El ansiado retorno a la madre naturaleza, la esperada fusión con ella, se daban en la ruina. Las fuerzas naturales eran las que daban forma a esa nueva obra artística valorable a nivel estético y metafísico. La pátina del tiempo provocó emociones que la arquitectura en su estado original jamás consiguió.

La ruina, así, era el reverso del momento fecundo, era la plasmación del eterno devenir, del retorno cíclico, de la representación de la tensión de los polos de vida y muerte que mantenían y aún mantienen hoy el eterno equilibrio del mundo.

Así se definió en el diccionario de símbolos de Chevalier: una columna rota, un pecio de navío, una casa o un templo en ruina, un árbol fulminado etc., no pueden ya interpretarse únicamente en función de su estado perfecto de columna, de navío, de árbol o de templo (…) Ahora bien, toda la ruptura simboliza, manifestándola, la dualidad de todo ser: todo lo que está vivo o construido puede ser matado o destruido, aún más, lleva el germen de su propia destrucción. In media vita in norte sumus (la muerte yace en el corazón de nuestra vida).

La misma rotura -que evidenciaba su propio carácter orgánico- marcaba el inicio de la debacle, de la decrepitud, pero también era ella misma la que volvía a exponer a la luz el testimonio de esa vitalidad perdida, de que allí, en algún momento, existió la vida. Rememorar esa vitalidad que una vez albergó era un paralelismo para intentar revivir ese pasado glorioso y utópico que los románticos confeccionaron en su imaginación.

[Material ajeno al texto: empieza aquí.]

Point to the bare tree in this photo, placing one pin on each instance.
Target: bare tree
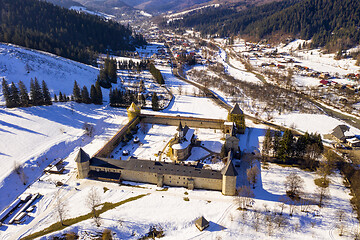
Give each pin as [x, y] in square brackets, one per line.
[281, 220]
[143, 127]
[294, 185]
[341, 216]
[61, 208]
[245, 194]
[269, 221]
[323, 194]
[252, 175]
[89, 129]
[256, 221]
[93, 200]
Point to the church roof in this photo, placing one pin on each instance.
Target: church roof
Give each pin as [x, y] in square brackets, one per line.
[201, 223]
[179, 127]
[229, 169]
[236, 110]
[82, 156]
[133, 107]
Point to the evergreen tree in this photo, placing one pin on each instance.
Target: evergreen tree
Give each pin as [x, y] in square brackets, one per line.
[276, 143]
[85, 95]
[267, 143]
[98, 93]
[93, 94]
[76, 93]
[61, 97]
[36, 94]
[14, 96]
[46, 94]
[155, 102]
[6, 92]
[24, 96]
[286, 145]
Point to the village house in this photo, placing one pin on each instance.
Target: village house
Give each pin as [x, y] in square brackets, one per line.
[342, 134]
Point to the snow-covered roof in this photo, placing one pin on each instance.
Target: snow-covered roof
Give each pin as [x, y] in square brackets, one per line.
[186, 142]
[229, 169]
[353, 140]
[236, 110]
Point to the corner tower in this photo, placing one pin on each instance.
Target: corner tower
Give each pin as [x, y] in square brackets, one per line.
[229, 179]
[133, 111]
[83, 164]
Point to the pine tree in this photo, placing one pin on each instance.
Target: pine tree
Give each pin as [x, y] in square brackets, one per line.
[155, 102]
[76, 93]
[24, 96]
[36, 94]
[286, 145]
[93, 94]
[61, 97]
[98, 93]
[46, 94]
[14, 96]
[85, 95]
[6, 92]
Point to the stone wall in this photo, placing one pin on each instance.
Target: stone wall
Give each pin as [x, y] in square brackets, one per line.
[107, 149]
[169, 180]
[189, 121]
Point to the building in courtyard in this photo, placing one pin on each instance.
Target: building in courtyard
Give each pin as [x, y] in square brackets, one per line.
[159, 173]
[180, 147]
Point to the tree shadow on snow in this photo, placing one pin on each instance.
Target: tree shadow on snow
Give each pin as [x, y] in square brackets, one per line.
[214, 227]
[259, 191]
[10, 125]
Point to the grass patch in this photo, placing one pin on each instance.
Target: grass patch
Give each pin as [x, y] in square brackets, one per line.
[129, 185]
[68, 222]
[321, 182]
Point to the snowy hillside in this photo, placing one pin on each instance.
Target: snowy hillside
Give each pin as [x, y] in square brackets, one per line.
[17, 63]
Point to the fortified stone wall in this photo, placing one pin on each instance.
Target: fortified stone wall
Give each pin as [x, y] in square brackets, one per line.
[107, 149]
[189, 121]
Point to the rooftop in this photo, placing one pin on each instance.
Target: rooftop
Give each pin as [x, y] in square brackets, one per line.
[156, 167]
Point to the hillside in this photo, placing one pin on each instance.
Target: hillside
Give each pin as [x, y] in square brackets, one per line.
[66, 33]
[330, 23]
[59, 73]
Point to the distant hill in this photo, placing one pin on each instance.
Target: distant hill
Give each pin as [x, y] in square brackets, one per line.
[43, 26]
[107, 6]
[64, 3]
[331, 23]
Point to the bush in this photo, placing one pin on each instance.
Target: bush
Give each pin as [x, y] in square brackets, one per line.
[107, 234]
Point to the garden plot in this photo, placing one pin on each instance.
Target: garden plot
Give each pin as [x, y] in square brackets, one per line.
[153, 138]
[131, 81]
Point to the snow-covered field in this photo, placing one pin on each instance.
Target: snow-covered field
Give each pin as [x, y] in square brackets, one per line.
[35, 136]
[312, 123]
[17, 63]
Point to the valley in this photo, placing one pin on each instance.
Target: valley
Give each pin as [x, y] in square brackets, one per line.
[289, 135]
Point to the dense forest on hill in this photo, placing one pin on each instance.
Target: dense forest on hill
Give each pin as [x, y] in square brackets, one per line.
[78, 36]
[334, 24]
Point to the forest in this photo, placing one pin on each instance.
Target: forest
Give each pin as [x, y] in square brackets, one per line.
[333, 24]
[67, 33]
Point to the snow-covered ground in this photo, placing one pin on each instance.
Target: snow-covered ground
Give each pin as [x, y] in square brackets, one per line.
[17, 63]
[99, 14]
[37, 135]
[34, 137]
[312, 123]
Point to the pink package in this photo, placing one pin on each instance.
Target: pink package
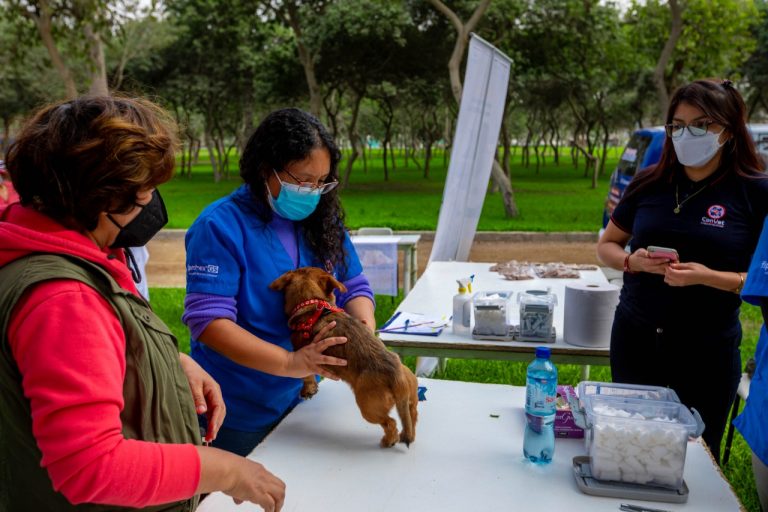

Siendo la muestra de la fuerza destructoria de la naturaleza, simbolizaban el retorno del hombre a ella. La fragmentación moderna encontró en ellas su más excelsa representación, en las cuales la permanente y continua descomposición referenciaba lo vivo que había en ellas. 

La ruina era el reflejo del sentir romántico; fragmentado, cuarteado, en soledad, pero en pie. Manifestaban, como las vanitas, aquello perecedero, aunque con su presencia reforzaban la idea de permanencia, se mantenían igual que no moría el alma de quien las imaginaba. Los vestigios, las ruinas, pese a los embates del tiempo y la historia, aun se sostenían erguidas, en pie: aun rezumaban esa energía vital que un día contuvieron.

Se combinaba en ellas aquella sensación nostálgica que lleva consigo el irrefrenable paso del tiempo, a la vez que la resistencia que ofrecían al seguir existiendo. Eran una suerte de vestigios históricos que, pese a las inclemencias de la caducidad, hacían frente a los sinónimos del ocaso. De esa lucha con lo perecedero se destilaba de ellas toda la potencia sublime que contenían y emanaban.

Las ruinas eran puertas que se abrían des del mundo terrenal hacia el más allá, desvelando verdades que se iba desvelando al intelecto de forma paulatina. Se erigieron como sinónimos y símbolos de transgresión de lo meramente material para hallar en ellas el indicio que permitió adentrarse, mediante la imaginación, en el verdadero conocimiento del mundo. 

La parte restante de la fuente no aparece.